Richard Dawkins, The God Delusion, Bantam: London, 2006
"Pantheists don't believe in a supernatural God at all, but use the word God as a non-supernatural synonym for Nature or for the Universe, or for the lawfulness that governs its workings. Deists differ from theists in that their God does not answer prayers, is not interested in sins or confessions, does not read our thoughts and does not intervene with capricious miracles. Deists differ from pantheists in that the desit God is some kind of cosmic intelligence, rather than the pantheist's metaphoric or poetic synonym for the laws of the universe. Pantheism is sexed-up atheism. Deism is watered-down theism.... Einstein was using 'God' in a purely metaphorical, poetic sense. So is Stephen Hawking, and so are most of those physicists who occasionally slip into the language of religious metaphor." (pp. 18-19)
Some thoughts:
- A helpful corrective for scientists. Dawkins avoids using 'God' in this sense, and considers it confusing and politically expedient. He has a point. Francis Schaeffer warns of the same thing is liberal Christian theology, where people who have basically denied the existence of God continue to use God-language in order to smuggle in greater emotional and spiritual significance to their otherwise-atheism.
- It is not fair to say that all pantheism is merely sexed-up atheism. I can think of at least four ways that this comment could be engaged with:
- Some atheists use pantheistic language, and mean nothing by it, as Dawkins suggests. At worst, they are doing this is a politically expedient way, for which his derision is perhaps justified. Such pantheists are really de facto atheists.
- But properly speaking, pantheism is an ontological claim. It is the belief that there is a quality or value to the natural world that is more than the sum of its parts. There is something spiritual about the natural world. This is not merely sexed-up atheism, but a philosophical system.
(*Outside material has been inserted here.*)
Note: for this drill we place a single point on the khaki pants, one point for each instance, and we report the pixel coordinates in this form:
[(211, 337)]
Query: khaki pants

- However, some atheists use pantheistic language because they truly want to say that there is something meaningful, valuable and significant about the natural world, while still denying a spiritual world. At times I feel that Dawkins wants to speak of good and evil with a force that really goes beyond his scientific naturalism. I think that this is because we do have an innate (not psychologically/biologically required) understanding that there is more to life than the merely physical. You could say that these atheists are de facto pantheists.
- But you could say that pantheism has no proper ground for its belief in a spiritual dimension to the created world. You could say that when taken to its logical conclusion any belief of supernatural value to the created world is intangible and meaningless. You could thus argue that intentionally or not, all pantheism is ultimately atheistic.